'Interstellar' Review Roundup: Christopher Nolan, Matthew McConaughey Sci-Fi Flick Earns Mostly Positive Notices
Interstellar, Christopher Nolan's science fiction drama, stars Matthew McConaughey as an astronaut that risks his life on a dangerous mission to save the human race.
In Interstellar, Cooper (McConaughey) is called on to lead a daring space expedition that will push the limits of interstellar travel. He commits to the mission with a group of men and women, who, like him, believe it's worth putting their lives in mortal peril on the off chance that they'll find an answer to save humanity. The world they've known is fast becoming inhabitable for humans, making it an imperative that a new planet elsewhere in the universe can be the human race's new home.
Directed by Nolan from a script he penned with his brother Jonathan Nolan, Interstellar has won the praise of the majority of film critics. One of the things that reviewers have found most compelling about Interstellar is its affecting heart. In addition to the science-fiction action and philisophical conceit are the deeply-felt emotions of people leaving their families to fight for the good of generations to come.

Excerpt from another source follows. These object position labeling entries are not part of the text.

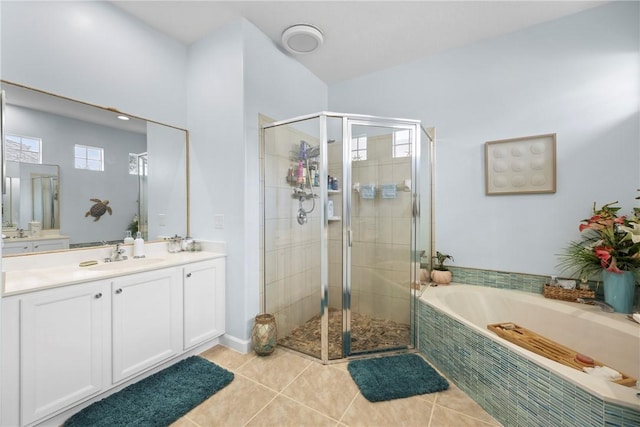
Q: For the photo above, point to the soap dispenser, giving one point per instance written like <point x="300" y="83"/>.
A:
<point x="138" y="246"/>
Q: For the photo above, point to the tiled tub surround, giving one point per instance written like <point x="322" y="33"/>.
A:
<point x="519" y="387"/>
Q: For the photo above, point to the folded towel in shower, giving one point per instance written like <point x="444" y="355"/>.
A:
<point x="368" y="191"/>
<point x="388" y="191"/>
<point x="603" y="372"/>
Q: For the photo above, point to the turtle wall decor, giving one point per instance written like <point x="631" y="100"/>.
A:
<point x="98" y="209"/>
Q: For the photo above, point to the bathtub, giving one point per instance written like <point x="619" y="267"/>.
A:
<point x="517" y="386"/>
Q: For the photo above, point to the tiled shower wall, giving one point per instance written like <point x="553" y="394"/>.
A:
<point x="292" y="251"/>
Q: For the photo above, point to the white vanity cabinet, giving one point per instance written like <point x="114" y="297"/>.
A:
<point x="75" y="344"/>
<point x="62" y="347"/>
<point x="147" y="320"/>
<point x="204" y="295"/>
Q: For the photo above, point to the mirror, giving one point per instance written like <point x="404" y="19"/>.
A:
<point x="85" y="174"/>
<point x="31" y="195"/>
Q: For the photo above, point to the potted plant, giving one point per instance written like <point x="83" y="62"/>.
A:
<point x="609" y="246"/>
<point x="441" y="273"/>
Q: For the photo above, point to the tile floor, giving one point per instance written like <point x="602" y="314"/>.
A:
<point x="286" y="389"/>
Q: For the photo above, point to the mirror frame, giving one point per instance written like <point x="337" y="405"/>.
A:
<point x="106" y="109"/>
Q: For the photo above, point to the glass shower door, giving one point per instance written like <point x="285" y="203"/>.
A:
<point x="380" y="235"/>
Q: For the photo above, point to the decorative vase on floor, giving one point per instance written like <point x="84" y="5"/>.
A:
<point x="264" y="336"/>
<point x="619" y="290"/>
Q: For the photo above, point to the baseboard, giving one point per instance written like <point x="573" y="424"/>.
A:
<point x="237" y="344"/>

“Interstellar, the new genre-defying epic by director Christopher Nolan, is such a huge, expansive movie that it fills your head until it threatens to overflow. You walk out of the theater dazzled, jazzed, overwhelmed, relieved and, for those without a degree in quantum physics, a tad confused. This is Nolan’s unabashed tribute to 2001: A Space Odyssey, the first movie he ever saw at the age of 8 and the one that made him decide to be a filmmaker. Only unlike Kubrick’s work, the movie isn’t pure, cold science: It has heart and emotion and is populated by real people, so don’t be surprised if you walk out of the theater a little teary-eyed, too.” – Rene Rodriguez, Miami Herald
"Interstellar" is a near-future story of an intergalactic search for other planets that might support life in the way we've become accustomed to. But though it's a big studio blockbuster with all the traditional plot elements the term implies, "Interstellar" turns out to be the rarest beast in the Hollywood jungle. It's a mass audience picture that's intelligent as well as epic, with a sophisticated script that's as interested in emotional moments as immersive visuals. Which is saying a lot.” – Kenneth Turan, Los Angeles Times
"Christopher Nolan’s 168-minute odyssey through the space-time continuum is stuffed with stuff of bewildering wrongness. Eager for grandeur, I went in hoping for the very best from a filmmaker with his own vision of the theatrical medium’s potential. The last thing I expected was a space adventure burdened by turgid discussions of abstruse physics, a wavering tone, visual effects of variable quality and a time-traveling structure that turns on bloodless abstractions.” – Joe Morgenstern, The Wall Street Journal
"Christopher Nolan wants us to think big. As in big ideas on a big screen. In “Interstellar,” the director exhorts humanity to aim for the stars — literally. And he makes his sales pitch for investing in wonder with a spectacular presentation that would be wasted on a TV, tablet or smartphone. This is epic cinema that begs to be compared to “2001: A Space Odyssey.” But unlike Stanley Kubrick’s psychedelic joyride, this journey is powered by a human heart.” – Joe Williams, St. Louis Dispatch
Interstellar, rated PG-13, is currently in wide release. Anne Hathaway, Wes Bentley and Jessica Chastain all star.